Yes. And here are a few MORE reasons why.

In our recent post we considered, to what extent, the seller in the context of an M&A transaction should care about legal due diligence, and suggested that there are a number of important reasons why a seller should concern itself with legal due diligence in the face of an acquisition.

In addition to our thoughts on the utility of seller due diligence for the purpose of uncovering potential barriers to the sale of the target business, the seller will also want to ensure that it can actually make the representations and warranties that it has been asked to make in the purchase agreement. At the same time, it will want to instil confidence in the buyer that such representations and warranties are accurate and complete.

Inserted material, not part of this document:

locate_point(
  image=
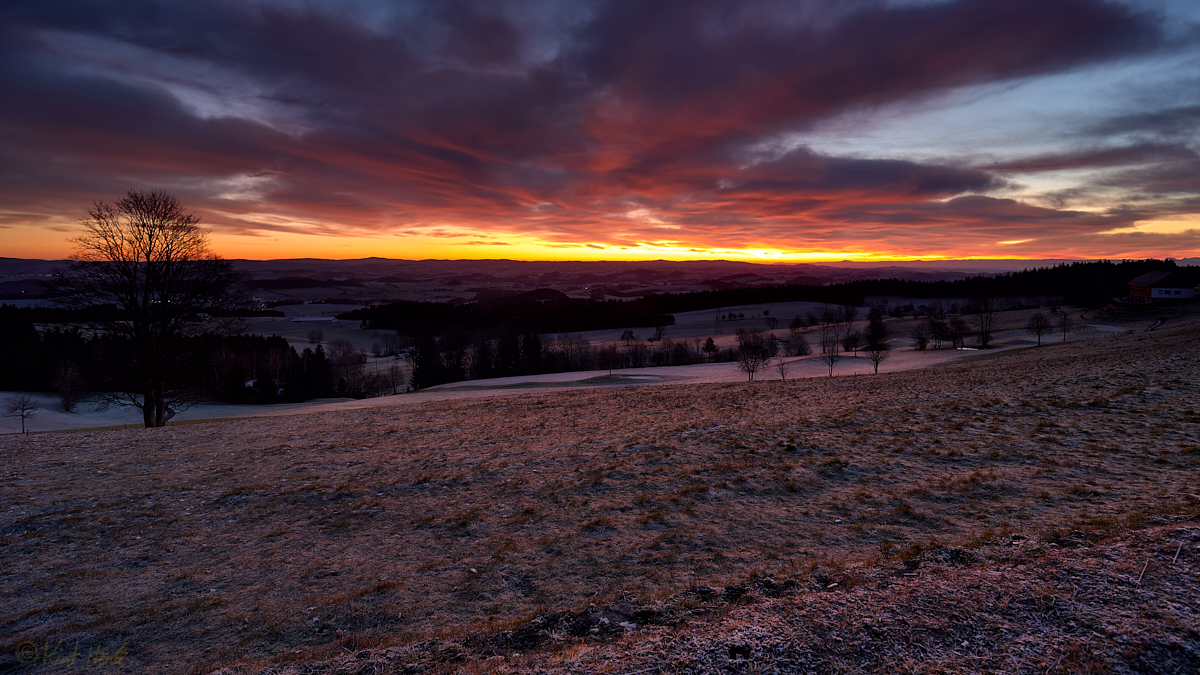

Although a great deal of dialogue about the target’s business will likely take place orally at meetings with management, through site visits and formal and informal presentations and discussions among representatives of both parties, the seller will want to provide comfort to the buyer by demonstrating the legitimacy of the statements made in the context of those discussions. This in turn will have a direct impact on the underlying economic considerations of the transaction, including, in many cases, the buyer’s decision of whether to go through with the deal at all, and at what price.

Although when we think of legal due diligence we often envision the buyer and its counsel poring through paper or electronic documents in a data room, sellers should keep in mind that the due diligence process can be used to their advantage, not only to help ensure the completion of the sale, but also at the best possible price.